Joe Incao owns one of the newest businesses on Buffalo’s Main Street.
He opened Furnishings, a home décor and gift shop, a month ago at 500 Main, on the section of the street reopened to car traffic on Tuesday morning.
Incao came back to Buffalo after working in high-end retail in New York City. The fact that cars would be returning to Main Street was one of the reasons he chose the location he did for his business.
Incao said he sees a lot of potential in the 500 block of Main.
“The street is the lifeblood of the neighborhood and without it, neighborhoods don’t thrive,” Incao said. “And so, by having cars come back on Main Street, it not only opens up traffic but it opens up the possibility of businesses coming back.”
Cut off to traffic since the mid-1980s, the 500 block of Main Street between Chippewa and Mohawk streets reopened Tuesday morning, signaling the completion of a nearly $22 million project that will allow drivers to share more of Main Street with the Metro Rail. Construction started in the fall of 2013 and included roadwork, new sidewalks, outdoor seating and landscaping.

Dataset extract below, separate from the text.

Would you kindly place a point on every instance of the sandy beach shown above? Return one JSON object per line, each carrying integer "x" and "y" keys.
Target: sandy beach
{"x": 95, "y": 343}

The 500 block of Main Street is the latest portion of Main Street to regain vehicular traffic as part of the Cars Sharing Main Street project. North of the 500 block, the 600 block of Main – between Chippewa and Tupper streets – reopened to car traffic in January. The goal is to eventually reopen all of Main Street to cars.
One of the new features in the 500 block of Main is the installation of parking bollards – cylindrical barriers fastened to the ground that can be moved to widen the sidewalk along sections of the street when there’s an expectation of increased pedestrian traffic.

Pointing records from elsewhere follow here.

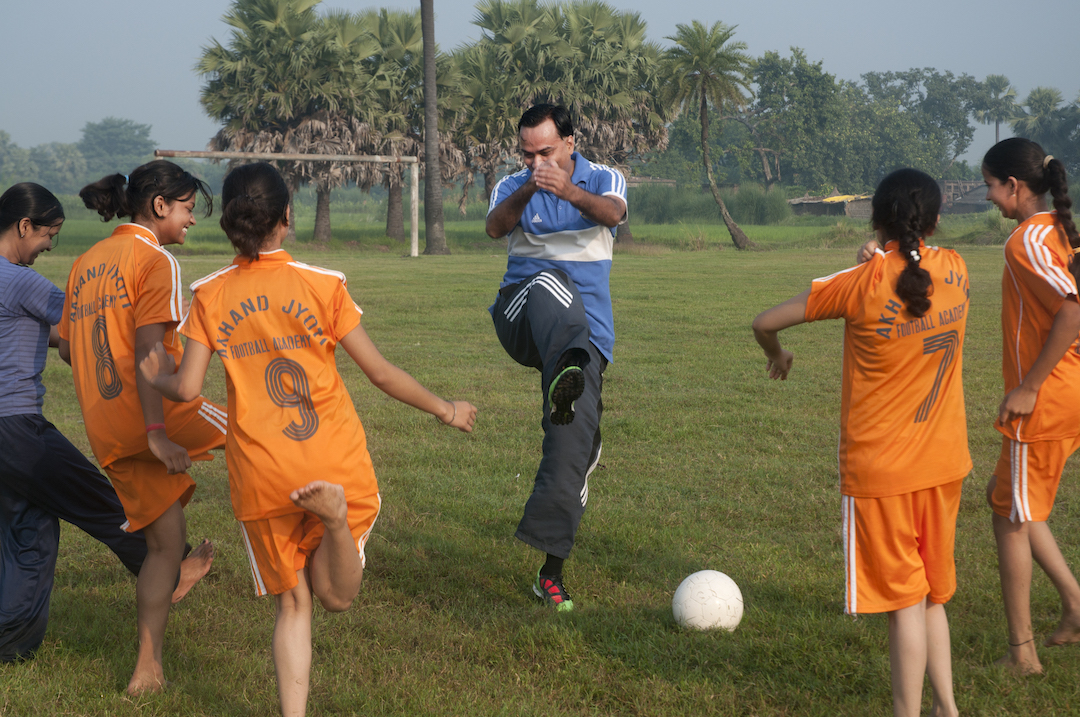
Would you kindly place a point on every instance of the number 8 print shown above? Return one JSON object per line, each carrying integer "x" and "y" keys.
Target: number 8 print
{"x": 299, "y": 396}
{"x": 108, "y": 381}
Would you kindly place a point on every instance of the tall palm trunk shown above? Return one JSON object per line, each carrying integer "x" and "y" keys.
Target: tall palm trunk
{"x": 738, "y": 237}
{"x": 293, "y": 185}
{"x": 433, "y": 177}
{"x": 322, "y": 215}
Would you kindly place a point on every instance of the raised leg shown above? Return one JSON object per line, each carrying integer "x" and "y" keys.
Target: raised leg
{"x": 336, "y": 568}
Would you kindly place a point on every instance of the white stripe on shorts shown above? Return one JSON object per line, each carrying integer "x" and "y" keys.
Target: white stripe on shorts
{"x": 1017, "y": 465}
{"x": 545, "y": 281}
{"x": 260, "y": 587}
{"x": 850, "y": 575}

The bollards, which contain lights, also can be set up to allow on-street parking along the 500 block’s elevated curbs, said Public Works Commissioner Steven J. Stepniak. The parking spaces are at the same level as the sidewalk.

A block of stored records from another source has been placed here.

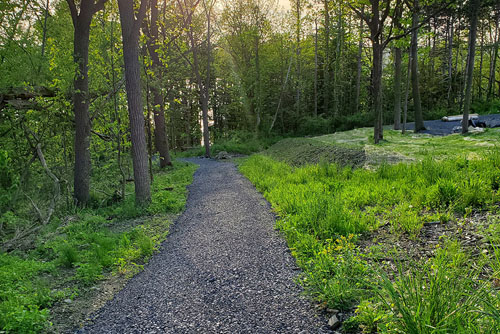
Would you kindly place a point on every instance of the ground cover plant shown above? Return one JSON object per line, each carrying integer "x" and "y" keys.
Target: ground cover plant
{"x": 413, "y": 146}
{"x": 327, "y": 214}
{"x": 74, "y": 252}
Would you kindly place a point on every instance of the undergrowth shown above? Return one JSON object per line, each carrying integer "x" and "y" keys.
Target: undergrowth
{"x": 74, "y": 253}
{"x": 324, "y": 209}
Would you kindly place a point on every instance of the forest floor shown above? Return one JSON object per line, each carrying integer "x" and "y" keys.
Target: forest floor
{"x": 222, "y": 269}
{"x": 408, "y": 243}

The curbs are built to drive up onto and were a design feature requested as part of the planning for this section of Main Street, Stepniak said.
One important result of the project is having a Main Street that looks good, which will be attractive to businesses, said Keith M. Belanger, chairman of Buffalo Place, which represents downtown property owners.
Jerry McGloin, owner of Jerry’s Photo & Studio at 521 Main, said he likes the new look of the street. His customers will be helped by the new on-street parking right outside his business.
Sen. Charles Schumer, D-N.Y., who worked to secure federal funds for the project, said, “Car traffic on Main Street is just what the doctor ordered for downtown business development, which is one of the reasons we were able to secure another highly competitive TIGER grant to continue this project.”
The next phase of the work is planned for lower Main Street, between Exchange and Scott streets. The remaining work is anticipated to cost $84 million; officials are still working to find all of the funding needed for that part of the project.